Mochi

Regions with significant populations
- • Pakistan • India • Bangladesh

Languages
- • Urdu in India • Bengali in Bangladesh • Panjabi in Pakistan.

Religion
- Islam

= Mochi (Muslim) =

Community, found in North India, Pakistan and Bangladesh

Mochi are a community, found in North India, Pakistan and Bangladesh.They are the traditional shoemakers of South Asia.

== Muslim Mochi of Uttar Pradesh ==
The Muslim Mochi in Uttar Pradesh have been given the Other Backward Class status, which allows them to access a number of affirmative action schemes by the Government of India.

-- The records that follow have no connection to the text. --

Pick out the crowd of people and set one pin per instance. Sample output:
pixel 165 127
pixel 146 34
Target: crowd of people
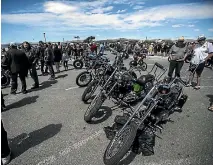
pixel 23 59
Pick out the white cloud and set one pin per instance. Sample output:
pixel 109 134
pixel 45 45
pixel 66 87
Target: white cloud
pixel 177 25
pixel 86 15
pixel 179 11
pixel 191 25
pixel 138 7
pixel 102 10
pixel 121 11
pixel 58 8
pixel 154 31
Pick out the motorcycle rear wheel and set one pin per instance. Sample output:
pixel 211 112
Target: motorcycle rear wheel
pixel 81 78
pixel 94 107
pixel 123 141
pixel 89 91
pixel 143 65
pixel 78 64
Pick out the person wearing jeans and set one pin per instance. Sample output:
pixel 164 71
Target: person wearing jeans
pixel 177 54
pixel 5 149
pixel 49 59
pixel 202 52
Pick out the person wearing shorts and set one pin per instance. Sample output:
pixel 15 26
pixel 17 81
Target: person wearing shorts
pixel 202 52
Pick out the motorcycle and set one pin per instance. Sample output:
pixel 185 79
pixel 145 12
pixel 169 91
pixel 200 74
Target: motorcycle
pixel 103 77
pixel 5 77
pixel 136 130
pixel 138 60
pixel 209 62
pixel 88 59
pixel 123 87
pixel 93 70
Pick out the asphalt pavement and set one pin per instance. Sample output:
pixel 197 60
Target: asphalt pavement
pixel 46 126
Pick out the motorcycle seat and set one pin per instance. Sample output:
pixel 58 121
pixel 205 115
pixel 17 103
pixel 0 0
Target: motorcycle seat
pixel 142 80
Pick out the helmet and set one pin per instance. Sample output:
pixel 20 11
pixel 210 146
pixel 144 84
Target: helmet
pixel 201 38
pixel 163 89
pixel 13 44
pixel 181 39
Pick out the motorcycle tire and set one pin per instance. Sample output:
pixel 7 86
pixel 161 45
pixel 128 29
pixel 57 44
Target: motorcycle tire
pixel 89 91
pixel 5 80
pixel 133 74
pixel 78 64
pixel 207 64
pixel 127 138
pixel 133 63
pixel 93 107
pixel 143 65
pixel 81 76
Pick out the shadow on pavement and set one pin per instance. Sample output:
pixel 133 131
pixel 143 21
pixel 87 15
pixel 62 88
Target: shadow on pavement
pixel 25 141
pixel 61 76
pixel 103 114
pixel 22 102
pixel 210 99
pixel 128 159
pixel 65 70
pixel 44 85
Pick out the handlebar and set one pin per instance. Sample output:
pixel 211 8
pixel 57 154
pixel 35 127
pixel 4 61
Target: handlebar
pixel 160 66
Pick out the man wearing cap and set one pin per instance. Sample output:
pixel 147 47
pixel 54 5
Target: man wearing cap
pixel 33 59
pixel 177 54
pixel 18 63
pixel 49 59
pixel 202 52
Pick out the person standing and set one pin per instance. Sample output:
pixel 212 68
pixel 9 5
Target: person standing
pixel 65 59
pixel 177 55
pixel 33 59
pixel 49 59
pixel 57 57
pixel 40 54
pixel 202 52
pixel 18 63
pixel 2 103
pixel 101 48
pixel 5 149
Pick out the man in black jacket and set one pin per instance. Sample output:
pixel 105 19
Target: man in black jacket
pixel 33 59
pixel 40 54
pixel 18 63
pixel 49 59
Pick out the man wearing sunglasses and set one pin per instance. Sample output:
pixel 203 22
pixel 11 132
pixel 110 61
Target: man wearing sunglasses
pixel 202 52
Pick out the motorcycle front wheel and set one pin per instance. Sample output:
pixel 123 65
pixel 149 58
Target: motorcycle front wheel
pixel 78 64
pixel 143 65
pixel 89 91
pixel 94 107
pixel 120 145
pixel 83 79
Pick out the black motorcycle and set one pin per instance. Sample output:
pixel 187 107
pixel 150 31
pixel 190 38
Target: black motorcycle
pixel 102 76
pixel 88 60
pixel 5 76
pixel 92 71
pixel 136 130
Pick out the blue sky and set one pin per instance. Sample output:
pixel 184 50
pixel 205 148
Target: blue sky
pixel 28 19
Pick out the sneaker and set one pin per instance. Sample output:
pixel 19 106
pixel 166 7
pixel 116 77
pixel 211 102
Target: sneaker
pixel 35 86
pixel 6 160
pixel 51 78
pixel 13 93
pixel 188 85
pixel 25 92
pixel 3 108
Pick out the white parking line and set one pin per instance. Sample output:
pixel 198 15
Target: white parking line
pixel 67 150
pixel 71 88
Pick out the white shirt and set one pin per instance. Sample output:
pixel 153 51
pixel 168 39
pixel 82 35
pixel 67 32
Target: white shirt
pixel 201 52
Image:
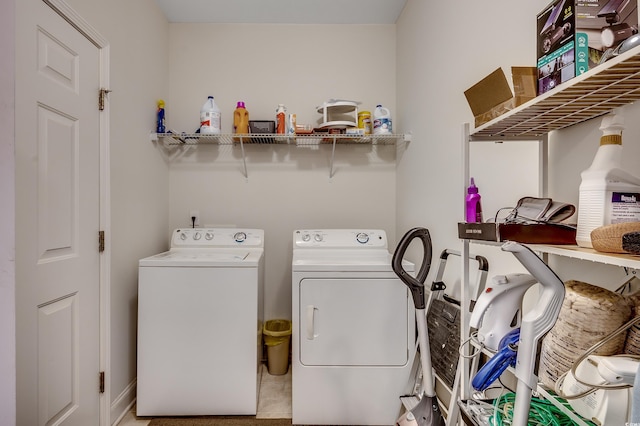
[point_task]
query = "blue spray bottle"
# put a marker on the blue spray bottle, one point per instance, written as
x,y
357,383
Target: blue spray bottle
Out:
x,y
160,128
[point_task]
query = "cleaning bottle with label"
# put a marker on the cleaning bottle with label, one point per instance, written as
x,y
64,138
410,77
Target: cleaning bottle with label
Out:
x,y
608,194
210,117
473,206
281,118
382,121
160,127
240,119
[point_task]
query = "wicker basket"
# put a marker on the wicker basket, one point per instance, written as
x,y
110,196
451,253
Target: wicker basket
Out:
x,y
608,238
588,314
632,344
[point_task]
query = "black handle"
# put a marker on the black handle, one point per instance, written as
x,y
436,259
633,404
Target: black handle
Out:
x,y
415,284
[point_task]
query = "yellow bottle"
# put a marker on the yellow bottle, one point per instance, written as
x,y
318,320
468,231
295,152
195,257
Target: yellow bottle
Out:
x,y
240,119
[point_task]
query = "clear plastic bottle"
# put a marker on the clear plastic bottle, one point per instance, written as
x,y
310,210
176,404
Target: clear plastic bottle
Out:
x,y
608,194
281,119
210,121
240,119
473,206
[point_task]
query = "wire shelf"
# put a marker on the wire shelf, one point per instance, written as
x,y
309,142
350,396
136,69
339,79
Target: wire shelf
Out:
x,y
613,84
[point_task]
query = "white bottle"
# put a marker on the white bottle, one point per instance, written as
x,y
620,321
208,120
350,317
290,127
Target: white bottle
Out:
x,y
210,122
608,194
382,121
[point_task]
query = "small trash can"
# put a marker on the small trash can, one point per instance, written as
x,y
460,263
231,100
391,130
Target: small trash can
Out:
x,y
277,334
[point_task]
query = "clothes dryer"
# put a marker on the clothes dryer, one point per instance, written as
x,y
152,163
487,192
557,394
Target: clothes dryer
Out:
x,y
353,337
200,319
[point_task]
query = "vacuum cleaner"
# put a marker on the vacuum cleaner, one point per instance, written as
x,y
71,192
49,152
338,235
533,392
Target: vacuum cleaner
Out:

== Muslim Mochi of Punjab ==
The Mochi in rural Punjab is still dependent on the local landlord, who acts as patron. Often, are paid from each cash crop at the end of the harvesting season according to a system called seypi. Presently, many Mochis are no longer involved in their traditional occupation of shoemaking. Many are now landless agricultural labourers. Overall, the condition of the Mochi community in Punjab has worsened. There has been a marked shift towards manufactured shoes, which has seen a severe decline in the demand for their traditional skill. Many of their patrons from the locally dominant castes such as the Jats no longer pay the traditional seypi. Unlike in India, the Government of Pakistan has not provided any affirmative actions programmes. As such, the Mochi are one of the most vulnerable ethnic community in Pakistan, and are often victims of societal discrimination. The Muslim Mochi are entirely Sunni and speak Punjabi.